IFComp 2019: Rio Alto: Forgotten Memories
One of my favorite things: a UI experiment! It’s a little like Texture and a little like Robin Johnson’s games. The screen is divided into two panels. The left panel shows the story text and the room illustrations. The right panel contains all the interactive elements: inventory, environmental objects (including characters), locations you can go to, even an inventory of “thoughts”, which you can use as conversation topics or just reflect on. All these things are represented as card-like icons, and all actions are performed by dragging one card onto another. It takes a while to get used to, especially for actions that feel like they should take only one card, like examining an object or moving to a location. These are performed by dragging the relevant card onto the card representing Luis, the player character.
Luis is a recent arrival at a small village in post-war Spain, where he’s started suffering from recurring nightmares and strange feelings of elation and nausea. Even though there’s an entire tabbed panel for inventory, I spent a good long time without any physical inventory items at all — most of the story is instead spent asking the locals about your Thoughts, investigating the village’s mysteries: suspicious deaths, possible witchcraft, darkness in stark contrast to the sunny illustrations.

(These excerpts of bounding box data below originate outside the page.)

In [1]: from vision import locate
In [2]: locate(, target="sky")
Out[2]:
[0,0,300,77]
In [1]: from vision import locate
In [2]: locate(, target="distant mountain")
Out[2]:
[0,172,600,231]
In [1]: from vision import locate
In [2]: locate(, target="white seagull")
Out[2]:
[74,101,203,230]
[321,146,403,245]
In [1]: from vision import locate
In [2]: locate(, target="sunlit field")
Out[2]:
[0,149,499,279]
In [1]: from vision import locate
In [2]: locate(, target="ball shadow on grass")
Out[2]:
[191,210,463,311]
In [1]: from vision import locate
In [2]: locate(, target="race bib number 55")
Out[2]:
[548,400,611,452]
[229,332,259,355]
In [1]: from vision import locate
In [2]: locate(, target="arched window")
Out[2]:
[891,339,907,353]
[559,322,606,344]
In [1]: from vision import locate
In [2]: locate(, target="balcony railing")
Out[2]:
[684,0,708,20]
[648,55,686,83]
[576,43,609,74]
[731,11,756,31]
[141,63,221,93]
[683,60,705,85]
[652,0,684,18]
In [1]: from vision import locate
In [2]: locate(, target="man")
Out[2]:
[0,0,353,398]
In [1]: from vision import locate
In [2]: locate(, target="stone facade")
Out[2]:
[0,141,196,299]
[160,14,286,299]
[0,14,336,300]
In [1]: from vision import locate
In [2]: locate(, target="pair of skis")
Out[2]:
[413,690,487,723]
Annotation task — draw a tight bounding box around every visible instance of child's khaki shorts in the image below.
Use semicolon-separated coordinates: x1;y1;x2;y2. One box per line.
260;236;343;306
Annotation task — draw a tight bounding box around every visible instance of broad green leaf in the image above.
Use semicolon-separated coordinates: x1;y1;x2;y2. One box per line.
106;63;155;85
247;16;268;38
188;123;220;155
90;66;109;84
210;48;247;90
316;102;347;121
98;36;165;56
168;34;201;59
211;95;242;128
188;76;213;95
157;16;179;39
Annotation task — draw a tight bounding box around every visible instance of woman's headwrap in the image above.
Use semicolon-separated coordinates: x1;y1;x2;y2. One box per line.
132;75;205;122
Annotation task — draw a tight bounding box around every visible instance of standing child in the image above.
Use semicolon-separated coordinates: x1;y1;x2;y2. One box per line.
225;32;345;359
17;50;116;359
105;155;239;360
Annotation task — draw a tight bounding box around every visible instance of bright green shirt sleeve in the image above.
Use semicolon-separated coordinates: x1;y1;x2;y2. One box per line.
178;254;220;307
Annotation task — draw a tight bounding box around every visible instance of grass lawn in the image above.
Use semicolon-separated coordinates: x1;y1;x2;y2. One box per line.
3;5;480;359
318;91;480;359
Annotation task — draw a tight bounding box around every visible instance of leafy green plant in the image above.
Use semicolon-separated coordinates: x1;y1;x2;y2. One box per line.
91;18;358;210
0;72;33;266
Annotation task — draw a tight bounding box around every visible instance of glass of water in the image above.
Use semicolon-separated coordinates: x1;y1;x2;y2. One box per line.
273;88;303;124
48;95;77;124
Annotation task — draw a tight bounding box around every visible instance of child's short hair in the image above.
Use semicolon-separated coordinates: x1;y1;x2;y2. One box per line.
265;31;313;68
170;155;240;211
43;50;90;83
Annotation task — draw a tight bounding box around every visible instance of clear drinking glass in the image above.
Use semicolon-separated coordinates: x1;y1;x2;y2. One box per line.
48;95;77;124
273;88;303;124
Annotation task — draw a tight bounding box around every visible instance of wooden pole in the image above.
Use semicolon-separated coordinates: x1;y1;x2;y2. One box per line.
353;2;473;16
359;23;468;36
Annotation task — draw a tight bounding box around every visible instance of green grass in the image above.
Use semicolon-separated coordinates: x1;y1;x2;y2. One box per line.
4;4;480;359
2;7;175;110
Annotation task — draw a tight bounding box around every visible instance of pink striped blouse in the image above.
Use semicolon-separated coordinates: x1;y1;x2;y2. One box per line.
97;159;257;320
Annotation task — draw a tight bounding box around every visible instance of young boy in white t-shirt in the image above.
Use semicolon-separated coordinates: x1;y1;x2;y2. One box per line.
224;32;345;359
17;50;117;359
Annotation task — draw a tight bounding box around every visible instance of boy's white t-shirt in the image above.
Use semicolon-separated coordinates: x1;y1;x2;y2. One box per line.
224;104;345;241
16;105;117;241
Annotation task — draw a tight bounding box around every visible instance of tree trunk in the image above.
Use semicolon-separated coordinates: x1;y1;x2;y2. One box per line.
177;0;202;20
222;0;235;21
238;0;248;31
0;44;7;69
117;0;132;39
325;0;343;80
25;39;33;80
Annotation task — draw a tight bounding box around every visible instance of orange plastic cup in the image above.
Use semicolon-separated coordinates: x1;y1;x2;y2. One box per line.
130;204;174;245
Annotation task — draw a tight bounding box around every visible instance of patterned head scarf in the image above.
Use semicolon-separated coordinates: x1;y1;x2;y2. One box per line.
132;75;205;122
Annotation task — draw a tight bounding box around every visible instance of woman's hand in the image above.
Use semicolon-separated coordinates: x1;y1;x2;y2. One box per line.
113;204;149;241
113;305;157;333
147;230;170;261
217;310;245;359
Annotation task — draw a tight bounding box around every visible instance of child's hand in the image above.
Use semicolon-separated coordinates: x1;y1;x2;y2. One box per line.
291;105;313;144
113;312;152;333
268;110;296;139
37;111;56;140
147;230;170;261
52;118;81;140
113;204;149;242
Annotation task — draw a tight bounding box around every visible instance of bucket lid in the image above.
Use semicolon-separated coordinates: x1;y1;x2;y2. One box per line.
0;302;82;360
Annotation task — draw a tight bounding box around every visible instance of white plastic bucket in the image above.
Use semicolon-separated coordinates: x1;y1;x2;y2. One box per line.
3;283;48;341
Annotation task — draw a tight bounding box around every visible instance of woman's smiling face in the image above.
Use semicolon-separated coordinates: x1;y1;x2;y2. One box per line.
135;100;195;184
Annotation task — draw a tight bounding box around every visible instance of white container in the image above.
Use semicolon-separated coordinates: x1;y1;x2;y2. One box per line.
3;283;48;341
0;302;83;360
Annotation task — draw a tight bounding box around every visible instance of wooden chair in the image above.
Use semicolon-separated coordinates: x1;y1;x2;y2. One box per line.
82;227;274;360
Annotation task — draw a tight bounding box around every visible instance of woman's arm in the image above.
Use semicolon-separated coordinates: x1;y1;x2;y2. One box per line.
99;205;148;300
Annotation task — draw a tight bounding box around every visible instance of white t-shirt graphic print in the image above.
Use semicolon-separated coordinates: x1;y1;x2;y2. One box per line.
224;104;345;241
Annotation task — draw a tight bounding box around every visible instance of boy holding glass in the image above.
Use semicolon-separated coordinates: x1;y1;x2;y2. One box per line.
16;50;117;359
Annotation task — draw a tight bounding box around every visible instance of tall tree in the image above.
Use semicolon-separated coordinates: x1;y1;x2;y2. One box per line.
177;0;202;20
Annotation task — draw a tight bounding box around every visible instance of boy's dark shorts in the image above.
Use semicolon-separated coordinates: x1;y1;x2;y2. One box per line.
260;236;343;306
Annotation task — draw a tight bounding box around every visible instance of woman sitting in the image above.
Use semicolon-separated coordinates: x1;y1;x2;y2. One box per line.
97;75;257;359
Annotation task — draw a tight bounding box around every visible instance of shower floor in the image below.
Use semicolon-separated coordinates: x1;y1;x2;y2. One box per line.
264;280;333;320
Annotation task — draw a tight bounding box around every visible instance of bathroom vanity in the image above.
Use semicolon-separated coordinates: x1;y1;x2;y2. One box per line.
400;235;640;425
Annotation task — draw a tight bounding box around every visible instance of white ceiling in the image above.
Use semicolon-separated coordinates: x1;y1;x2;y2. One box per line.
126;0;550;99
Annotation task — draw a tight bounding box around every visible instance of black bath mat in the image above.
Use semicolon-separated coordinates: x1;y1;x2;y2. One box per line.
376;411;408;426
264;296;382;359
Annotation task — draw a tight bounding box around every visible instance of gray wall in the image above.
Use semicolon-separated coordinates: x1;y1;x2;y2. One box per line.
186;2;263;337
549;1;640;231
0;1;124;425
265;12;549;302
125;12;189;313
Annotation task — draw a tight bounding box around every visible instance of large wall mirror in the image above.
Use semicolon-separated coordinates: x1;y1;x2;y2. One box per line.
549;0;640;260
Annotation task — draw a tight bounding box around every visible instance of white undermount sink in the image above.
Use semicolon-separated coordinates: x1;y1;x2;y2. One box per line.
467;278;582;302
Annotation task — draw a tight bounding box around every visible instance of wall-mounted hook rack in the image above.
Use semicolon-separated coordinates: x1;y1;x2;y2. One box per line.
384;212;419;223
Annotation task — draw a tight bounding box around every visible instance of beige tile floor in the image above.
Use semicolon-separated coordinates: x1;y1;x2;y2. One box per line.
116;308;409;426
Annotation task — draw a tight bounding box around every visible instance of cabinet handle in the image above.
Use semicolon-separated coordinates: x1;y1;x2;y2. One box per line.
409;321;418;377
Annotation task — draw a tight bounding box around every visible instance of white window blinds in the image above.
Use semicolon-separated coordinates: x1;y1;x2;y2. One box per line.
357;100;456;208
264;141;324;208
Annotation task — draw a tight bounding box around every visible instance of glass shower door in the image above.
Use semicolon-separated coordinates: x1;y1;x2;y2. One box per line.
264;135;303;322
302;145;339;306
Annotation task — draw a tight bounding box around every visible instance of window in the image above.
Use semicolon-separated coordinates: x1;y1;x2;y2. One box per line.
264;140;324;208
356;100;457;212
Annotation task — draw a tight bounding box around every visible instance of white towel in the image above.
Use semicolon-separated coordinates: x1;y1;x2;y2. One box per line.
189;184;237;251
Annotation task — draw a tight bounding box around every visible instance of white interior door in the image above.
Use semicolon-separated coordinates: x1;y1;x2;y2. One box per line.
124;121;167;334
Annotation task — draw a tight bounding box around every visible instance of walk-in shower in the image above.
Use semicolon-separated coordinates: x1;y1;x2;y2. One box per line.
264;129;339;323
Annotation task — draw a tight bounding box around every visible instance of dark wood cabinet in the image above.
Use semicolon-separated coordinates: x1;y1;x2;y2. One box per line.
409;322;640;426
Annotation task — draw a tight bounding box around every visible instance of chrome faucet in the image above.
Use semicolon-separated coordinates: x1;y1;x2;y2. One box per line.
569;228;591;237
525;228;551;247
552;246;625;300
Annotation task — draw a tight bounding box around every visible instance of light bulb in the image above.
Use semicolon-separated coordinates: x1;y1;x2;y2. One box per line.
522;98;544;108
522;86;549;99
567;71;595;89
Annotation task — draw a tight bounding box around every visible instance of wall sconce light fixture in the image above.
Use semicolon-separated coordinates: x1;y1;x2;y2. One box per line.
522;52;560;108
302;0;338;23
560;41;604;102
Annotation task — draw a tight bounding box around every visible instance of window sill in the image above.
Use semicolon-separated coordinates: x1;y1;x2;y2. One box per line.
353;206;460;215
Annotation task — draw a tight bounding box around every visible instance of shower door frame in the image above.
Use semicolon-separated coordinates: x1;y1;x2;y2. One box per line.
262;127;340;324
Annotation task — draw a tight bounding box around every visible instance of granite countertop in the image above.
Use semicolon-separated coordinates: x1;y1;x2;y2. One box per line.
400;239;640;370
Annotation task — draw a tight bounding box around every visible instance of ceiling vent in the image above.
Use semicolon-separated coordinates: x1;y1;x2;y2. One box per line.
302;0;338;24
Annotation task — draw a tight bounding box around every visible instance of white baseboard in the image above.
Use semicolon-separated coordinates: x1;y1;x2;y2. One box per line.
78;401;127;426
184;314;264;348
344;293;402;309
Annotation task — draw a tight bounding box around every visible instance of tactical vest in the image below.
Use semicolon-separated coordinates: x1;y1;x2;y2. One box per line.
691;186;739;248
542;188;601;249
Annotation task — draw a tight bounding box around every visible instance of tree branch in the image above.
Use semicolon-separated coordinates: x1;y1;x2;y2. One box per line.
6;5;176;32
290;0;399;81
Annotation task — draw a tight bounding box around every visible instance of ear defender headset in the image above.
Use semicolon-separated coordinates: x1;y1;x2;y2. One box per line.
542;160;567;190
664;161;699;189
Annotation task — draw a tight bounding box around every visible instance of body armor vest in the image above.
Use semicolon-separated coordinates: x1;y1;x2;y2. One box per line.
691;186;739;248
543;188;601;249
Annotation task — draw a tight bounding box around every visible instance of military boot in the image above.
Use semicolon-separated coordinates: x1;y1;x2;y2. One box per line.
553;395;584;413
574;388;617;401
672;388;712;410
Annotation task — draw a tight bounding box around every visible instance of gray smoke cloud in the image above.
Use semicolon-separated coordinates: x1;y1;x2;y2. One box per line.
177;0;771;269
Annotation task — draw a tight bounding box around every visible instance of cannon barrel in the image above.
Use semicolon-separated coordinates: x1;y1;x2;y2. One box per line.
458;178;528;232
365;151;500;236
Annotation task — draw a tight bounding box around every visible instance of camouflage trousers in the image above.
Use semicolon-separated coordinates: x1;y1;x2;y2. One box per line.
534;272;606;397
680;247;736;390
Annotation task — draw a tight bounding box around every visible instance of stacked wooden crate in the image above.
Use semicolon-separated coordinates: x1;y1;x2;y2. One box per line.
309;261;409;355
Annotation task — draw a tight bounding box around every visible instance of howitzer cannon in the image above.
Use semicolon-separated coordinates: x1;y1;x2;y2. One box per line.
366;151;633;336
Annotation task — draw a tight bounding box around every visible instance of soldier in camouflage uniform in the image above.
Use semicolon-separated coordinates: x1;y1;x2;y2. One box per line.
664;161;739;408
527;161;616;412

There’s one character that I’m pretty sure is a hallucination, a reflection of a repressed guilt that I never fully plumbed. I’ve seen an ending — a bad one, where you wind up in prison — but haven’t yet brought the story to a satisfactory conclusion that answers all the questions.
That’s because there’s a lot of guesswork involved. The physical puzzles are pretty obvious, but when it comes to conversation, the interface produces an element of combinatorial explosion, and only sometimes gives you the guidance you need. Sometimes it emphasizes particular cards by slowly pulsing them (a nicely subtle effect), but a card is only half of an action. Sometimes there are multiple approaches to advancing the story — for example, you can break into an abandoned house by force or find out who has the key and get him to trust you. That helps, but it doesn’t help all the time.
So, those problems might be inherent to the format, or they might be avoidable in a completely different game, with different content. There are also some minor noticeable problems that could have been fixed here without changing anything fundamental. It’s fairly easy to make the game logic inconsistent by doing things more than once, or by triggering both sides of a plot branch. The game seems to have been translated from Spanish, and while the translation is generally good, there are occasional bits of awkward or unnatural English, possibly the result of translating Spanish idioms too directly. The UI could definitely be improved. The tabbed interface highlights the selected tab with a pink nimbus, but doesn’t put it in front of the other tabs. Some of the cards have a dark background that makes the text hard to read. Most of the cards are taller than they are wide, while the text on them is wider than it is tall, meaning there’s a lot of wasted space and the text still gets cut off at the beginning and end sometimes. There are some flashy blur and ripple effects that seem out-of-place while the basics are this underdeveloped.
Still, this is a Worthy Experiment, and probably worth the effort of cleaning it up a bit. I also hope to see the experiment carried on further in other games.